Working for The Daily Iowan, he says, was transformative.
“It [The Daily Iowan] was the perfect place to start a career in this industry. I see journalists today who don’t have the same background and who cut corners. Working at The Daily Iowan was one of the most important times in my career.”
“When I got a job as staff photographer, I was immediately ‘all in.’ I loved the whole culture of the newsroom,” he says. “At the time I thought I was learning technical skills, but looking back, I was learning what it meant to be a journalist. I found that it’s not just a job, it’s a calling.”
Guttenfelder’s photography assignments at the paper varied from spot news to feature portraits. He says he worked very hard, setting the tone for his career.
“We took ourselves very seriously. We thought of ourselves as The Washington Post, and we wanted to live up to that,” he says. “It was the perfect place to start a career in this industry. I see journalists today who don’t have the same background and who cut corners. Working at The Daily Iowan was one of the most important times in my career.”
The newsroom staff pushed each other to be better, Guttenfelder says, and he remains in personal and professional contact with many of them. In fact, documentary photographer and UI graduate Danny Wilcox Frazier served as best man at his wedding and, Guttenfelder adds, “there isn’t a body of work I’ve produced that he hasn’t looked at first.”
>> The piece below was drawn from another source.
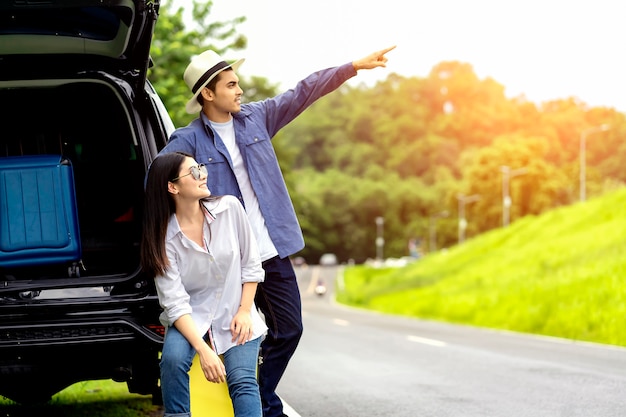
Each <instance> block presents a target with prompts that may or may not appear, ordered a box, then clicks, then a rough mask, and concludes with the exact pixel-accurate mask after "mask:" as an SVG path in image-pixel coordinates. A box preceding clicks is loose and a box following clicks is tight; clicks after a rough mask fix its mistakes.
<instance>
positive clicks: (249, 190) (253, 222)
mask: <svg viewBox="0 0 626 417" xmlns="http://www.w3.org/2000/svg"><path fill="white" fill-rule="evenodd" d="M211 126H212V127H213V129H215V131H216V132H217V134H218V135H220V137H221V138H222V141H223V142H224V145H226V149H227V150H228V153H229V154H230V159H231V160H232V161H233V169H234V170H235V177H236V178H237V182H238V183H239V190H241V195H242V197H243V202H244V203H245V206H246V213H247V214H248V220H249V221H250V225H251V226H252V230H253V232H254V235H255V236H256V238H257V243H258V245H259V252H260V254H261V260H262V261H265V260H267V259H270V258H273V257H274V256H276V255H278V251H277V250H276V247H275V246H274V242H272V239H271V238H270V233H269V231H268V230H267V225H266V224H265V218H264V217H263V213H261V208H260V207H259V200H258V199H257V197H256V194H255V192H254V190H253V189H252V184H251V183H250V177H249V176H248V171H247V170H246V167H245V165H244V162H243V157H242V156H241V152H239V147H238V146H237V143H235V129H234V127H233V119H232V118H231V119H230V121H228V122H226V123H216V122H211Z"/></svg>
Guttenfelder’s globe-trotting career began shortly after his UI graduation when he was watching news coverage of the 1994 Rwandan conflict. At the time, he was a photographer with the Iowa City Press-Citizen, and seeing the images from Africa tugged at his heart.
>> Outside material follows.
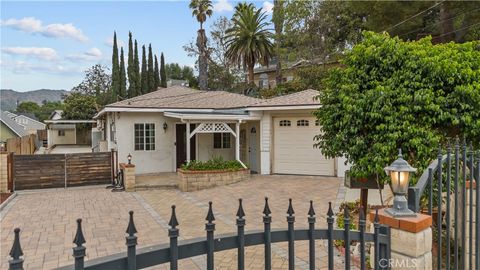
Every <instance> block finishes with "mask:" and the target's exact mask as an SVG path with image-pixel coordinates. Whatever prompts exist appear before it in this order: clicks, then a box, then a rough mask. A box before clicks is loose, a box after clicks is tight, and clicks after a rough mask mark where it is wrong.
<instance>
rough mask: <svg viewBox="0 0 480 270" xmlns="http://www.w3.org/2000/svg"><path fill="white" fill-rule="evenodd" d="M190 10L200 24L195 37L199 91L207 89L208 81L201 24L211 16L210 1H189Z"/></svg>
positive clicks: (205, 38)
mask: <svg viewBox="0 0 480 270" xmlns="http://www.w3.org/2000/svg"><path fill="white" fill-rule="evenodd" d="M189 7H190V9H192V16H193V17H196V18H197V21H198V22H199V23H200V29H199V30H198V35H197V47H198V52H199V54H198V86H199V88H200V89H201V90H206V89H207V81H208V74H207V70H208V52H207V36H206V35H205V30H204V29H203V23H204V22H205V21H206V20H207V17H210V16H212V13H213V11H212V1H211V0H191V1H190V5H189Z"/></svg>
To see David Guttenfelder’s work, visit www.davidguttenfelder.com or follow him on Instagram (@dguttenfelder).
“Rwandan refugees were pouring into Tanzania, where I had studied, and I thought if I was ever going to do something bigger, this was it. I knew the language, and these were people I cared about. So, I quit my job, emptied my savings account, packed everything into a backpack, and got on a plane,” he says. “The day I got there, I hitchhiked into Rwanda and started taking pictures.”
Assignments from the AP and The New York Times soon followed, and then an AP contract.
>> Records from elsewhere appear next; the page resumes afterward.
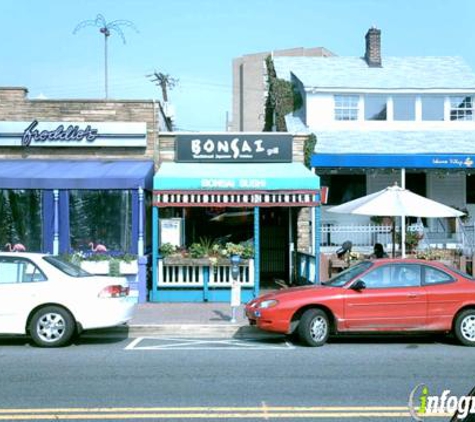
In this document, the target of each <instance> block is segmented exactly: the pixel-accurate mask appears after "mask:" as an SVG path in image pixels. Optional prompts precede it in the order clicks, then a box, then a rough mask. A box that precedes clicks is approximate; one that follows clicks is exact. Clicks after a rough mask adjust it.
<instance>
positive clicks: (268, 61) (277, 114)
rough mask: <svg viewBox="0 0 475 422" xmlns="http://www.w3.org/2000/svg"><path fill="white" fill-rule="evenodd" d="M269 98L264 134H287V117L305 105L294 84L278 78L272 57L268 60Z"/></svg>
mask: <svg viewBox="0 0 475 422" xmlns="http://www.w3.org/2000/svg"><path fill="white" fill-rule="evenodd" d="M266 67H267V75H268V76H267V85H268V96H267V101H266V105H265V124H264V132H271V131H272V130H273V129H274V126H275V130H276V131H277V132H286V131H287V126H286V124H285V116H286V115H287V114H289V113H292V112H294V111H295V110H298V109H299V108H301V107H302V105H303V99H302V95H301V94H300V92H299V91H298V90H297V88H296V87H295V85H294V84H293V83H292V82H289V81H286V80H284V79H279V78H277V74H276V72H275V67H274V62H273V60H272V57H271V56H267V58H266Z"/></svg>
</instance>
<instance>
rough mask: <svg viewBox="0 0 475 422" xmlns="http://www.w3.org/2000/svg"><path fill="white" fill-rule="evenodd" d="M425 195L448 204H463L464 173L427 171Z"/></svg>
mask: <svg viewBox="0 0 475 422" xmlns="http://www.w3.org/2000/svg"><path fill="white" fill-rule="evenodd" d="M427 180H428V183H427V196H428V197H429V198H431V199H433V200H434V201H438V202H442V203H443V204H445V205H448V206H456V207H459V208H461V207H463V206H464V205H465V173H448V174H446V175H443V176H440V175H438V174H437V173H435V172H428V173H427Z"/></svg>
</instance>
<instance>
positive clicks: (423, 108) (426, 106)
mask: <svg viewBox="0 0 475 422" xmlns="http://www.w3.org/2000/svg"><path fill="white" fill-rule="evenodd" d="M421 103H422V120H425V121H442V120H444V97H439V96H435V95H434V96H432V95H423V96H421Z"/></svg>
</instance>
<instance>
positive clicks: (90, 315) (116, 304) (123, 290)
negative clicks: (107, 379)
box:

“I ended up spending the rest of my 20s in Africa, going from one conflict to the next—Sierra Leone, Liberia, Zaire, Somalia. Then I was sent to Kosovo, and to Israel and Gaza,” he says. “Then 9/11 happened and I spent my 30s covering the wars in Iraq, Afghanistan, and Gaza.”
His goal was “to get as close to the eye of the storm” as he could to document the lives of those who had to live in the middle of the conflicts. Guttenfelder says his adventurous spirit and focused personality made him a good fit for the job—and ultimately served him well in 2011 when he became the only Western photographer to have regular access to North Korea.
Guttenfelder traveled to the country roughly 40 times and estimates he spent about a year and a half there over the course of those visits.
“The perceptions most Americans have of North Koreans are so different from what I saw there,” he says. “I captured everyday moments we all can relate to: a father tenderly holding a daughter, a family saying goodbye at a bus station, people commuting to work. But somehow I still have arguments with people who think it’s a façade and who think it’s a radical idea that these are people worthy of understanding.”
Although he now works with National Geographic, taking assignments for digital and print pieces, leading workshops, and giving public talks, he hopes to return to North Korea and continue practicing the work ethic he learned at The Daily Iowan.
“The Daily Iowan was where I learned right from wrong. It’s been a guide for me, and I’ve built on that,” he says. “I’m doing exactly the same thing now, with a bigger focus.”